3.4 Section 3 – Methodological Principles
There are always many different ways of doing all that we have done here in R. The less complex the method/code is, the better it is for you so that you can easily grasp the method.
For instance, we have fitted our model as a linear mixed effect model rather than traditional ANOVA because lmer model has the following advantages:
- They are very flexible especially where we have repeated measures, for instance you don’t need to have the same number of observations per subject/treatment.
- Ability to account for a series of random effects. Not only are farms/farmers/plots…. different from each other, but things with in farms/plots….. also differ . Not taking these sources of variation into account will lead to underestimations of accuracy.
- Allows for generalization of non-normal data.
- Handling missing data: If the percentage of missing data is small and that data missing is a random sample of the data set,data from the observations with missing data can be analysed with lmer (unlike other packages that would do listwise deletion.
- Takes into account variation that is explained by the predictor variables of interest ie fixed effects and variation that is not explained by these predictors ie random effects.
Not forgetting that selecting variables to include in our model generally depends on theory, statistics and practical knowledge the following (general) rules will be considered while fitting our models:
- Consider the Treatments (A, B,….) as fixed effects and hence presented as A*B in our model.
- Consider the layout factors as random effects and hence presented as (1|block/plot…) in our model. Generally, our model is in the form of Model<-lmer(Response~ (1|Block/Plot)+Treatment A + Treatment B…, data=Dataframe)

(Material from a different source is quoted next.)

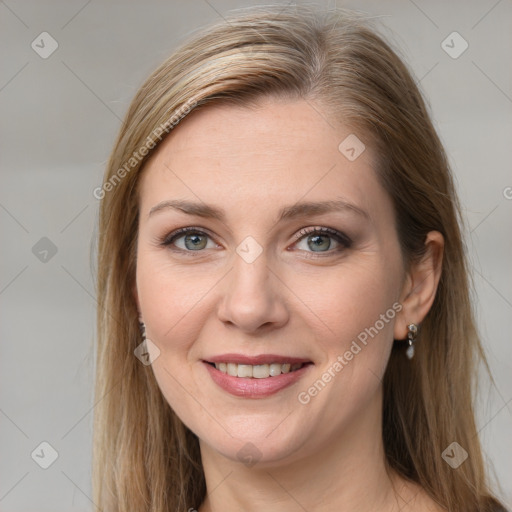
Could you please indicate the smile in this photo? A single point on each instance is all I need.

In this example using the fallow data, note that if we had a “completely randomised” design rather than a “blocked randomised design”, where each treatment was replicated 4 times but there were not blocks, this is a rare example of a design which cannot be handled by lmer. In this case there would be no random effects, so the function needed would be lm() rather than lmer().
Food for thought: Your best model will certainly be as good as the data you collected!!!